Was ist Naturkost

Vitamine Gemuese Gemüse Essen ErnährungNaturkost ist frisch, fleischarm, saisonal und regional. Lebensmittel in möglichst naturbelassener Form sind ihre Grundlage. Sie basiert auf ökologischer Landwirtschaft, die auf chemisch-synthetische Dünge- und Spritzmittel verzichtet.

Vollkorngetreide, frisches Obst und Gemüse, Hülsenfrüchte und Nüsse zeichnen sich in der Naturkost dadurch aus, daß sie möglichst “ganz” bleiben. Weder raffiniert, poliert, geschält oder übermäßig erhitzt behalten sie die meisten wesentlichen Bestandteile. Keine Farb-, Aroma oder Konservierungsstoffe verfälschen die Ursprünglichkeit.

Zu Naturkost gehört fairer Handel ebenso wie Achtung der Rechte anderer Lebewesen. Naturkost ist aktiver Umweltschutz, von der ökologischen Erzeugung der Produkte über die schonende Verarbeitung, die meist kurzen Transportwege, bis hin zu umweltfreundlichen Mehrweg-Verpackungen.

Naturkost heißt aber mehr als der Konsum von Bio-Produkten: konsequente Information über ihre Herkunft und Zusammensetzung, Offenheit für neue und alte Anbau-, Ernte- und Zubereitungsverfahren … Neue und intensive Geschmackserlebnisse, Gesundheit und Wohlbefinden durch Naturkost und die Leistung eines aktiven Beitrages zum Umweltschutz lohnen sich.

Die wichtigsten Ernährungslehren
Die Naturkost hat ihre “gesunden” Wurzeln in sechs großen Ernährungs-Richtungen. Bei allen stehen pflanzliche Produkte im Mittelpunkt.
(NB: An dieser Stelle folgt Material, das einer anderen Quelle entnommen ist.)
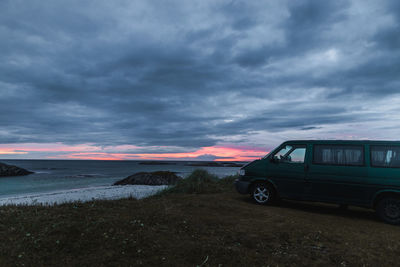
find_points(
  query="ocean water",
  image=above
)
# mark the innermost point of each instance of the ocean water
(57, 175)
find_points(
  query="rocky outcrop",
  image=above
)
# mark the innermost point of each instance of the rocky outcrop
(10, 170)
(150, 178)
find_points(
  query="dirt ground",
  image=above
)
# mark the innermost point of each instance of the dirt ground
(223, 229)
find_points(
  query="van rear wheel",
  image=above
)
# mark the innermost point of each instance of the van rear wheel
(388, 209)
(262, 193)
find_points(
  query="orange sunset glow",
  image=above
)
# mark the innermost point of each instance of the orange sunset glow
(89, 152)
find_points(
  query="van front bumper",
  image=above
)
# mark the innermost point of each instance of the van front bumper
(242, 186)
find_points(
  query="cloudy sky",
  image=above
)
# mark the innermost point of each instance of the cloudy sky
(206, 80)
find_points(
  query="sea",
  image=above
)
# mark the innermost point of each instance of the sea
(59, 175)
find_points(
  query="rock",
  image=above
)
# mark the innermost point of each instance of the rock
(10, 170)
(150, 178)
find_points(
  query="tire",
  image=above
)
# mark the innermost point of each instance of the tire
(262, 193)
(388, 209)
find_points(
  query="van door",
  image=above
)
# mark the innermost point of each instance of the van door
(337, 174)
(287, 170)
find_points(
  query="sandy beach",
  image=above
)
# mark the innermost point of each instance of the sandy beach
(83, 195)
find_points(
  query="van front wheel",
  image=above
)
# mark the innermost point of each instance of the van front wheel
(388, 210)
(262, 193)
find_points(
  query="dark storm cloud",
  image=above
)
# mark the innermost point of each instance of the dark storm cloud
(191, 75)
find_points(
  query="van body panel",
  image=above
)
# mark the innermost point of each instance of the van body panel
(328, 182)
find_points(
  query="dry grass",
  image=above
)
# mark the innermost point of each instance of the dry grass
(180, 229)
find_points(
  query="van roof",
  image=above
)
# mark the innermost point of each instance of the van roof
(358, 142)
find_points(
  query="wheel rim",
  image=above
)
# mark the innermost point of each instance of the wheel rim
(261, 194)
(392, 209)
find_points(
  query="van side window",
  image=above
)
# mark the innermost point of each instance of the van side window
(297, 155)
(339, 155)
(385, 156)
(282, 153)
(291, 154)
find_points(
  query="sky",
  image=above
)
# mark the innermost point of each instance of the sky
(194, 80)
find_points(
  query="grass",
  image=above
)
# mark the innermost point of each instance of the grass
(203, 223)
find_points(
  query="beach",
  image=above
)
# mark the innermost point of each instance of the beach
(83, 195)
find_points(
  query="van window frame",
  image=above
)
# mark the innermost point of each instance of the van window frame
(294, 146)
(376, 166)
(342, 145)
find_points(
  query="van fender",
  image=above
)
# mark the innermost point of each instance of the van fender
(264, 180)
(378, 195)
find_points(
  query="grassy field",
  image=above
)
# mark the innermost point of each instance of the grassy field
(210, 226)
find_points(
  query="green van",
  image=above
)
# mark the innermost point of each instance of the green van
(359, 173)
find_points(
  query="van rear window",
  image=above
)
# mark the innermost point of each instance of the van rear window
(385, 156)
(339, 155)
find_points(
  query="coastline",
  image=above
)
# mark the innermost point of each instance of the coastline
(83, 195)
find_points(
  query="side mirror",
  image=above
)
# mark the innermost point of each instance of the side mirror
(275, 159)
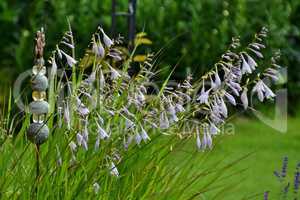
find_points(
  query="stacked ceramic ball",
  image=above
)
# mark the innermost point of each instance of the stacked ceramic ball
(38, 131)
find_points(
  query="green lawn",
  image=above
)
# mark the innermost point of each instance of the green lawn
(253, 175)
(269, 147)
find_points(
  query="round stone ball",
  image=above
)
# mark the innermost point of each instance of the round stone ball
(39, 83)
(39, 107)
(38, 133)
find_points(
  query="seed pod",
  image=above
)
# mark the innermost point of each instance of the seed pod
(39, 107)
(39, 83)
(38, 133)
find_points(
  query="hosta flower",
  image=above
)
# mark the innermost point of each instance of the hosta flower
(203, 98)
(217, 80)
(114, 74)
(223, 108)
(230, 98)
(81, 108)
(67, 115)
(73, 146)
(262, 91)
(163, 120)
(102, 133)
(79, 138)
(213, 85)
(235, 87)
(84, 145)
(251, 62)
(172, 113)
(53, 68)
(207, 139)
(102, 80)
(107, 41)
(244, 98)
(245, 66)
(144, 135)
(179, 107)
(70, 60)
(198, 141)
(138, 138)
(97, 143)
(129, 124)
(113, 170)
(98, 49)
(96, 187)
(213, 129)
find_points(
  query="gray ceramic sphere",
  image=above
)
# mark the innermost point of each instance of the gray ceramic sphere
(39, 83)
(39, 107)
(38, 133)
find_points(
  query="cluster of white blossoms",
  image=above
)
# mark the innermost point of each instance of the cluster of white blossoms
(127, 109)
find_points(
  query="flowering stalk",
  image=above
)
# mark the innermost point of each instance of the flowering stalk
(122, 109)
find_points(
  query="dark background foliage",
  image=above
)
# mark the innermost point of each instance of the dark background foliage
(198, 30)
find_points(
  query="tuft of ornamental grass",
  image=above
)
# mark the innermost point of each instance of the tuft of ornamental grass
(115, 135)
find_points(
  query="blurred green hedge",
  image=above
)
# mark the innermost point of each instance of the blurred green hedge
(199, 30)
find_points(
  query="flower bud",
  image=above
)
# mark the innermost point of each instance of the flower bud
(38, 133)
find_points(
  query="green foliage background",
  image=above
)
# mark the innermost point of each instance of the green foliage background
(198, 30)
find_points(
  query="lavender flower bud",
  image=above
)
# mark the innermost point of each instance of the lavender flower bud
(96, 187)
(144, 135)
(113, 170)
(70, 60)
(230, 98)
(164, 122)
(245, 66)
(107, 41)
(244, 98)
(138, 138)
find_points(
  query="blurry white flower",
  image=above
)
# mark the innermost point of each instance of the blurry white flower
(144, 135)
(223, 108)
(163, 120)
(203, 98)
(102, 133)
(129, 124)
(107, 41)
(179, 107)
(244, 98)
(198, 141)
(172, 113)
(230, 98)
(96, 187)
(262, 91)
(113, 170)
(67, 115)
(217, 79)
(53, 68)
(245, 66)
(251, 62)
(114, 73)
(70, 60)
(79, 139)
(73, 146)
(213, 129)
(98, 49)
(97, 143)
(138, 138)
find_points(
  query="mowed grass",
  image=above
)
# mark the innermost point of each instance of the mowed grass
(269, 147)
(252, 175)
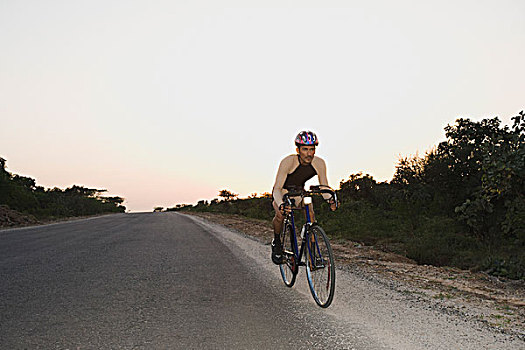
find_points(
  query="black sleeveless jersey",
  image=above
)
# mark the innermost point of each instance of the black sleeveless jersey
(300, 175)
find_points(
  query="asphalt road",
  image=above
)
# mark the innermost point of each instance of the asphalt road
(149, 281)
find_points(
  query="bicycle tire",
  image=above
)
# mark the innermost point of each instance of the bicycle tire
(320, 266)
(289, 266)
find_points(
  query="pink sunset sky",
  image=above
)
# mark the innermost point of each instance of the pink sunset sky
(167, 102)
Empfohlen werden dabei immer Lebensmittel aus ökologischer Landwirtschaft

Vegetarische Ernährung
Vegetarier verzichten auf Fleisch aus gesundheitlichen oder aus ethischen Gründen. Untersuchungen ergaben, daß sie in der Regel seltener an Übergewicht, Bluthochdruck, Allergien und Krebs leiden. Da sie meist auch auf Alkohol und Zigaretten verzichten, sind sie weniger häufig von Herz- und Kreislauferkrankungen betroffen. Die vegetarische Ernährung unterscheidet drei Formen: Ovo-Lacto-Vegetarier essen außer pflanzlichen Lebensmitteln auch Eier, Milch und Milchprodukte. Lacto-Vegetarier verbinden pflanzliche Lebensmittel mit Milch und deren Produkten.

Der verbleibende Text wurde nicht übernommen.